Chlamydomonas reinhardtii under nitrogen-deficient conditions show an increase in the number of lipid droplets in the cell (Kropat et al. 2011), which indicates that TAG are accumulated as an energy source in times of nutrient stress. Above we demonstrate that this also occurs in conditions of iron deficiency. In primitive and higher plants, intracellular neutral (TAG) storage lipid droplets (LD) are stabilized by a surface layer of phospholipids and a structural protein oleosin. Oleosins have proven difficult to detect in chlorophytes (green algae) (Huang et al. 2013) and the predominant protein associated with LD is termed the major lipid-droplet protein (MLDP). Immunoblot analysis using a MLDP-specific antibody showed increased levels of this protein in cells grown under iron-deprived conditions (Fig. 5c). Taken together, these results confirm that C. reinhardtii produces increased levels of neutral lipids that are stored in LD under iron-deficient conditions.
Quantification of total lipids by TLC
Biomass production occurs via a series of highly coordinated cellular processes, starting with the capture of light by photosystems, followed by the fixation of CO2 through the Calvin–Benson cycle, and resulting in cell growth and division. In comparison with growth in iron-sufficient conditions, we observed a twofold decrease in total biomass in cells subjected to iron starvation (Fig. 6a). To characterize the overall change in lipid content caused by iron deficiency, we prepared a neutral lipid extract from equal dry weights of cells cultured on both control and Fe-depleted medium, and these were analysed by TLC. The TAG concentration was quantified based on a standard applied to the same TLC plates. The analysis of lipid samples from cells collected on each day of culture showed that the TAG content was increased significantly by Fe deficiency (Fig. 6b), although there was no change in polar lipid content.

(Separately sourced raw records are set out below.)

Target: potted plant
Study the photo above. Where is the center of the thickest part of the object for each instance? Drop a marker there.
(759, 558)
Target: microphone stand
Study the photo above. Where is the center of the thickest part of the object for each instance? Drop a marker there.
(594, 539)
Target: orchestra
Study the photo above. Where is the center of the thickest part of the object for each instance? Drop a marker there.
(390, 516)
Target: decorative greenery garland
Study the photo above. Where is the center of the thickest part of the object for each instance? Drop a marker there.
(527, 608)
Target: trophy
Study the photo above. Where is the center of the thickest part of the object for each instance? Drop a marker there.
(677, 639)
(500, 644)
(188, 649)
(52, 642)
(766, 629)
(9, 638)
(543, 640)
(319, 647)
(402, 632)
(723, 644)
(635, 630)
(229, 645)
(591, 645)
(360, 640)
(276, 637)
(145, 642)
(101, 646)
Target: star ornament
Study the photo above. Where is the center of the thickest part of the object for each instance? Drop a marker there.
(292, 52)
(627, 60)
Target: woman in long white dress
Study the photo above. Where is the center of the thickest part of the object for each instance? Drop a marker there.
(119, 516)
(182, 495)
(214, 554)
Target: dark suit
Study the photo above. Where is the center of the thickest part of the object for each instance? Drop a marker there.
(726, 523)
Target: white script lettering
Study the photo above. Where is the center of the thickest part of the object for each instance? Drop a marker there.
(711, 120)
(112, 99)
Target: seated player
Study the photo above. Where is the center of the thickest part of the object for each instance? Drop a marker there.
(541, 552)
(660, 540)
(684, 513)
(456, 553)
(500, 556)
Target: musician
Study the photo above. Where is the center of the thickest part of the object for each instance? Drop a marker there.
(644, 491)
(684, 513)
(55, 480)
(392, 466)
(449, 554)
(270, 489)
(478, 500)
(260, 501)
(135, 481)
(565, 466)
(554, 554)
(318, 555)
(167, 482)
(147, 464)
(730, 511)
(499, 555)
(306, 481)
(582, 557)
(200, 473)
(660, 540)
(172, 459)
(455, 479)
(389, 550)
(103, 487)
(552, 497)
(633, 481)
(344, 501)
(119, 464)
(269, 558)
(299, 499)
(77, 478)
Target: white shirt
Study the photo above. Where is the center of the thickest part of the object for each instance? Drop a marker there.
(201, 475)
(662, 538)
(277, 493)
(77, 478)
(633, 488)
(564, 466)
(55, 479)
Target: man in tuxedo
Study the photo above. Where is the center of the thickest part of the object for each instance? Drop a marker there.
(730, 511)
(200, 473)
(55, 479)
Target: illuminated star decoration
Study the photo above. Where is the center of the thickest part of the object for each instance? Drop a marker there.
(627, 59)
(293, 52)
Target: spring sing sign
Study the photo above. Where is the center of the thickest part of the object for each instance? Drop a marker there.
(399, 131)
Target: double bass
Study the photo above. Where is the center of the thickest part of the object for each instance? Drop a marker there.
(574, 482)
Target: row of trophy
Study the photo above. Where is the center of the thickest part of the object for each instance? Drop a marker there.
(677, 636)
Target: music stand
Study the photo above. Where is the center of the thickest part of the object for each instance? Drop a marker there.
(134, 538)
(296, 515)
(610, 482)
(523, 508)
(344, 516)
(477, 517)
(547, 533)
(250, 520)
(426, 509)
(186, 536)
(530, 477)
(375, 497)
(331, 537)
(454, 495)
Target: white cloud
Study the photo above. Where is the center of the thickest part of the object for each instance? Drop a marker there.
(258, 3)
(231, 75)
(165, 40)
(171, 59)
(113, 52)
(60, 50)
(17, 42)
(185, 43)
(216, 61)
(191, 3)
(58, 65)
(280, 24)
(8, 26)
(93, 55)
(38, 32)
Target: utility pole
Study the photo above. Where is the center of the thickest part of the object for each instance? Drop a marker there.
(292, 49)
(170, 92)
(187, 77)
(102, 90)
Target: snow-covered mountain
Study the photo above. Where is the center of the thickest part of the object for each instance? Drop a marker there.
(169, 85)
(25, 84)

Lipid production by C. reinhardtii cells grown in control (+ Fe) and iron-deficient (− Fe) conditions. a Cell biomass in the analysed cultures. b TLC analysis showing TAG accumulation caused by iron deficiency. Lipids extracted from cells were resolved on TLC plates and TAG were visualized by brief iodine staining. Triolein (5 µg) was applied as a standard
Identification and quantification of fatty acids
The fatty acids of C. reinhardtii grown under control or iron-deficient conditions were extracted, converted to fatty acid methyl esters (FAMEs) by methylation with diazomethane and then identified and quantified by GC/MS (Lewis et al. 2000) (Table 1). The FAME mass spectra (GC-EIMS) were compared with those from the lipid library (NIST-Wiley library) to identify individual fatty acids, and heptadecanoic acid (17:0) was used as an internal standard for quantification. Under conditions of iron deficiency, the cells were found to contain up to 50% fatty acids by total dry weight. The major fatty acids in these iron-depleted cells were 14:0, 16:0, 18:0, 18:2 and 18:3Δ 9, 12, 15. In addition, some essential fatty acids were identified including omega-3 and α linolenic fatty acids. Although TLC analysis of lipids showed an increased TAG content in iron-deficient cells (48–72 h) (Fig. 6b), there was no change in the total FA content. This may be due to recycling of membrane fatty acids into neutral lipid stores. FAME analysis of total fatty acids showed a marginal change in saturated FAs (e.g. 16:0 and 18:2) and interestingly levels of 18:0 were altered slightly, suggesting a distinct effect on membrane lipids. These results indicate that iron deficiency in C. reinhardtii leads to an altered FA profile and the accumulation of TAG. Essential fatty acids like omega-3, α-linolenic acid (18:3Δ9, 12, 15), linoleic acid (18:2Δ9, 12) and the omega-9 fatty acid oleic acid (18:1Δ9) were identified but their level was not altered significantly in comparison to iron-sufficient condition.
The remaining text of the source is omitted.